To deploy policies locally using the new multiple policy format, follow these steps:

  1. Ensure binary policy files have the correct naming format of {PolicyGUID}.cip.
    • Ensure that the name of the binary policy file is exactly the same as the PolicyID GUID in the policy
    • For example, if the policy XML had the ID as <PolicyID>{A6D7FBBF-9F6B-4072-BF37-693741E1D745}</PolicyID>, then the correct name for the binary policy file would be {A6D7FBBF-9F6B-4072-BF37-693741E1D745}.cip.
  2. Copy binary policies to C:\Windows\System32\CodeIntegrity\CiPolicies\Active.
  3. Reboot the system.

Deploying multiple policies via ApplicationControl CSP

Multiple App Control for Business policies can be managed from an MDM server through ApplicationControl configuration service provider (CSP). The CSP also provides support for rebootless policy deployment.

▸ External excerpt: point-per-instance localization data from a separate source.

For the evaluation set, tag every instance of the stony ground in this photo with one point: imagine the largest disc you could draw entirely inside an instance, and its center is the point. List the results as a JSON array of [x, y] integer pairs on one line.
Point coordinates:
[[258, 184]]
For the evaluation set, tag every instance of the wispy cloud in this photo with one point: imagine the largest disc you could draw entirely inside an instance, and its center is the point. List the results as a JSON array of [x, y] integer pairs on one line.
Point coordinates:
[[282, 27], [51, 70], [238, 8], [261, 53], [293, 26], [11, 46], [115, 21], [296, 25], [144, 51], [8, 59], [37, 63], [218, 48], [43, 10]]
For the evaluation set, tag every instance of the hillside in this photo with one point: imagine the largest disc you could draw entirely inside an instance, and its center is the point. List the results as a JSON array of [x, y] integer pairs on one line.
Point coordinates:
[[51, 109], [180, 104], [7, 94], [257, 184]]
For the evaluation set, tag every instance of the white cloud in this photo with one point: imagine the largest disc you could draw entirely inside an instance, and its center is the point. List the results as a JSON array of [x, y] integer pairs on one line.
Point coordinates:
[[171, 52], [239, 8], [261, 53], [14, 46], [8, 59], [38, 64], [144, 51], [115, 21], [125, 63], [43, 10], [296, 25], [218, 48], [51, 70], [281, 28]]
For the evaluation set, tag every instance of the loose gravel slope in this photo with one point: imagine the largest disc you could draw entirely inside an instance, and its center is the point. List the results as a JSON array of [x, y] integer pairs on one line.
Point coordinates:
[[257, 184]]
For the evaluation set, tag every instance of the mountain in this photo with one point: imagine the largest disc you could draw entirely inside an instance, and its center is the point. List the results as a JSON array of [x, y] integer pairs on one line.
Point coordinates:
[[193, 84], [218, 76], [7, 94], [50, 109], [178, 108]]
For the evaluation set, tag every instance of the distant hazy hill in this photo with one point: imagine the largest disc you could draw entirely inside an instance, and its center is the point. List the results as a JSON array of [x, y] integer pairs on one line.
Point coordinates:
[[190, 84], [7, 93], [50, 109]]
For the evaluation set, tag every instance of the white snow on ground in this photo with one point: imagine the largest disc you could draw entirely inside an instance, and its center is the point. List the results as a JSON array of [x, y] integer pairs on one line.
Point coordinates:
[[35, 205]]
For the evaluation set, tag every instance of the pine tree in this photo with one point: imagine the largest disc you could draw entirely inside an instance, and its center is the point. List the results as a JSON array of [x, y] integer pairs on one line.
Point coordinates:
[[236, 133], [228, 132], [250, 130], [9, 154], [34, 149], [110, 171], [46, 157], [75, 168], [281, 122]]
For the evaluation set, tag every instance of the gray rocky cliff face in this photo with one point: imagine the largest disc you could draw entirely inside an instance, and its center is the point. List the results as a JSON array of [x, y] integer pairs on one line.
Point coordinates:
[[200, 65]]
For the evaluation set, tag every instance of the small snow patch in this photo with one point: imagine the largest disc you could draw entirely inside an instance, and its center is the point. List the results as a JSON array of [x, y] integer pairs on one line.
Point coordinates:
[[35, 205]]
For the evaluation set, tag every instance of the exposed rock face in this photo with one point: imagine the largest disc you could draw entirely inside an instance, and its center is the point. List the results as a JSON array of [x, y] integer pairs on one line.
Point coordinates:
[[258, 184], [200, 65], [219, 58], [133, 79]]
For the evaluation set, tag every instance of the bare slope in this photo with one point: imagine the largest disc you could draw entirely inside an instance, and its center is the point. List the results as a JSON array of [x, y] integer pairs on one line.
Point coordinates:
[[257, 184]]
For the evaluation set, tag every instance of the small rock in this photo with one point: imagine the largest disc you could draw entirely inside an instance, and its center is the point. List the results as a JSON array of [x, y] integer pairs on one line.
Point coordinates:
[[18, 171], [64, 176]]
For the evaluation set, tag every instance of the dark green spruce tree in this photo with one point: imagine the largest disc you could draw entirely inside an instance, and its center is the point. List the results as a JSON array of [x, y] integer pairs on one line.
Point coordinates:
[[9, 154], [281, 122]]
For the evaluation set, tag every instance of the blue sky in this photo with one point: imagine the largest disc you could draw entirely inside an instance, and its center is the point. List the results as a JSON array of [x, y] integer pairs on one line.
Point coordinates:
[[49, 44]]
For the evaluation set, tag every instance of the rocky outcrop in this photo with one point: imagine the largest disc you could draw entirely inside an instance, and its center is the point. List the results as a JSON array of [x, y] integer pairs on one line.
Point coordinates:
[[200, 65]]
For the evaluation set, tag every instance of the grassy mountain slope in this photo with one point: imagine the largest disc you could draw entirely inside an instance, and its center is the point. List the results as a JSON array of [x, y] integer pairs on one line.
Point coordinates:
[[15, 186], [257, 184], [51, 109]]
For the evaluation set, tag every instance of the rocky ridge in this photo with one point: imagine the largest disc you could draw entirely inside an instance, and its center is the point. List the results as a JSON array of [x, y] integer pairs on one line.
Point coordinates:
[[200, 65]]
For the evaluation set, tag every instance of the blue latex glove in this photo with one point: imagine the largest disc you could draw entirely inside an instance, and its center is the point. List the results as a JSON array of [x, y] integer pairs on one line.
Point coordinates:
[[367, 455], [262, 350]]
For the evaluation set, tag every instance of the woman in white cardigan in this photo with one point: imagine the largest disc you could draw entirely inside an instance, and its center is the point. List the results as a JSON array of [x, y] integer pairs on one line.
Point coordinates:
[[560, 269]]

However, when policies are unenrolled from an MDM server, the CSP attempts to remove every policy not actively deployed, not just the policies added by the CSP. This behavior happens because the system doesn't know what deployment methods were used to apply individual policies.

For more information on deploying multiple policies, optionally using Microsoft Intune's custom OMA-URI capability, see ApplicationControl CSP.

Note

WMI and GP do not currently support multiple policies. Instead, customers who cannot directly access the MDM stack should use the ApplicationControl CSP via the MDM Bridge WMI Provider to manage Multiple Policy Format App Control for Business policies.